There is also some info on ****** Bank in the breakroom or I have some in my office if you want to take advantage of their offers.



That Radio Person listened to a presentation just to get the free pizza and since he was probably the only guy who stayed, much like the rigged contests in Radio, he won the free popcorn basket. Banner day for that Radio Person.

Is it the doughy crust? The flavorful toppings? The fact that you can eat it on the go? No, it is the fact that it is free and quite possibly the best of the free food that you will find around a radio station. Chances are that is why it ranks so high amongst the Free Food Pyramid outranking Ice Cream Cake and Chips.

So if you have a Radio Person in your life and they may not be doing what things you need them to do…tempt them with a Free Pizza and watch the productivity start flying.

There are a ton of weird things that Radio People embrace as if it is a constitutional right and smoking is one of them.  Which is weird since it messes with their voices and their voices are what make them money.  Imagine if a prizefighter spent his off time seeing what happens if he stuck his hands in a meat grinder, sure he would lose out on millions of dollars, but he would have the satisfaction of knowing what happens when a human hand goes in a meat grinder.  Because the years of eating ground beef could not have taught him that.  I believe that would fall under the “school of hard knocks” curriculum but I am not sure.


The problem is that while the world has figured out that smoking messes with your voice, gives you cancer, and costs you thousands of dollars a year, then have begun to make it very hard for you to smoke when you show up for your airshift, which is a far cry from the days when you could smoke in the studio. 

Take this email and please disregard the utter lack of any sort of punctuation and or grammar:


Subject: Smoking


…So, we purchased a cigarette butt container so staff would have a place to put their butts. They failed to empty it and when it filled up it burned down, scaring the outside of the building.


We purchased a new and improve receptacle identical to the old one except it was made of metal.
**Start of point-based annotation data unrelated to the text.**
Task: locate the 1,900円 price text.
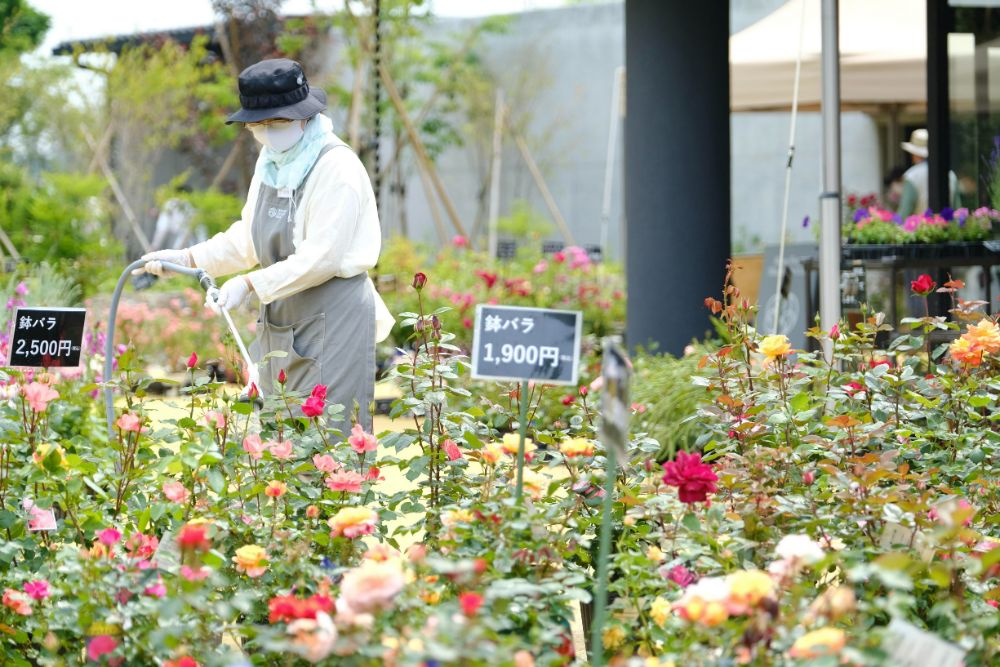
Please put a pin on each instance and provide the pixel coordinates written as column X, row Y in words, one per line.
column 535, row 355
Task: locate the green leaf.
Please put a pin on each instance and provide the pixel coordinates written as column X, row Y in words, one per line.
column 216, row 481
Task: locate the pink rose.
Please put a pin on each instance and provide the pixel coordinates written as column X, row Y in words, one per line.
column 344, row 480
column 362, row 442
column 100, row 646
column 373, row 585
column 38, row 396
column 37, row 589
column 694, row 480
column 253, row 446
column 215, row 419
column 451, row 449
column 39, row 519
column 282, row 449
column 175, row 492
column 313, row 407
column 109, row 536
column 325, row 463
column 129, row 422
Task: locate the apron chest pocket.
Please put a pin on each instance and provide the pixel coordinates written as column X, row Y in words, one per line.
column 303, row 343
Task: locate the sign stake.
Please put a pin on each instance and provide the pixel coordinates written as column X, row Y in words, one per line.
column 617, row 373
column 522, row 429
column 604, row 554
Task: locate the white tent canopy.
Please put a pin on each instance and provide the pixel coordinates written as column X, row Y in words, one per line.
column 883, row 56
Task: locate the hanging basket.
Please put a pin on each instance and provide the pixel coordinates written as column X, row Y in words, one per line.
column 951, row 250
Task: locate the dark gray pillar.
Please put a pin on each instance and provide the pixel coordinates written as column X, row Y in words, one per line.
column 676, row 167
column 938, row 111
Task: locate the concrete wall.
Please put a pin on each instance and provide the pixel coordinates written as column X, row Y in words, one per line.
column 560, row 64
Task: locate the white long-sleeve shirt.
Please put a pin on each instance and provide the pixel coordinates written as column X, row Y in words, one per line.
column 336, row 234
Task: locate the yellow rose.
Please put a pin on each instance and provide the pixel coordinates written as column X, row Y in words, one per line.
column 251, row 559
column 818, row 643
column 774, row 346
column 660, row 611
column 613, row 637
column 352, row 522
column 535, row 484
column 510, row 444
column 577, row 447
column 985, row 335
column 451, row 517
column 491, row 452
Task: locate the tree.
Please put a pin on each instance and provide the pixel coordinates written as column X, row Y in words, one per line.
column 22, row 27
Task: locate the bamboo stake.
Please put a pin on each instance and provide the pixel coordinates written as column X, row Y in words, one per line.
column 432, row 202
column 418, row 147
column 550, row 202
column 230, row 160
column 116, row 189
column 102, row 146
column 495, row 165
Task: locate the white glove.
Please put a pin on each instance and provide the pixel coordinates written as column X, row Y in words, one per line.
column 231, row 295
column 155, row 259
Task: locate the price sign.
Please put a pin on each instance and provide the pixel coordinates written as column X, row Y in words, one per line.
column 513, row 343
column 47, row 337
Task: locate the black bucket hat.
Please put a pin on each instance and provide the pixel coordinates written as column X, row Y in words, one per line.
column 276, row 88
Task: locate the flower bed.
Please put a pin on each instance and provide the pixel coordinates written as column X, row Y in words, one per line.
column 828, row 495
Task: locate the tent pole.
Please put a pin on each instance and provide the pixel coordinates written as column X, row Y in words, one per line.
column 495, row 165
column 830, row 206
column 617, row 87
column 788, row 174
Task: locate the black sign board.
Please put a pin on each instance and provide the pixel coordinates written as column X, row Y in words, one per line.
column 512, row 343
column 47, row 337
column 615, row 407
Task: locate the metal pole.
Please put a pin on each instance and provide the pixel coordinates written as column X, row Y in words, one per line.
column 829, row 246
column 377, row 104
column 609, row 163
column 788, row 173
column 495, row 176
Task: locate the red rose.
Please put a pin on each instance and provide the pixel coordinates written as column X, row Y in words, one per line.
column 489, row 278
column 923, row 285
column 194, row 536
column 313, row 407
column 471, row 602
column 694, row 480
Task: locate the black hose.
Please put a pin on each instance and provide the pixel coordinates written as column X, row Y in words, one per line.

That one was used until it was filled up. Instead of emptying it, an open trash can was brought out to sit next to the overfilled receptacle. Now the trash can is filled and catches on fire.


If you wish to continue to have smoking privileges take some personal responsibility and clean up after yourself…or next time it catches fire, don’t use water to put it out….use an accelerant.


In most cities you need to be 15 feet away from a doorway in order to smoke outside these days.  This wiley group of smoke-a-holics have figured out a way to smoke so much they can light their own building ON FIRE to prove that Radio People LOVE smoking.


So even though smoking in radio used to be cool…Wolfman Jack is dead.  And itchy scratchy smoker voice is usually relegated to the arbitrary Simpsons character or over paid phone sex operators.  But if you are looking on your Radio Person’s webcam and they are not around, chances are it is time to cut their career short faster than consolidation can hunt them down and replace them with talking squirrels.  So, smoke on Radio Person, smoke on.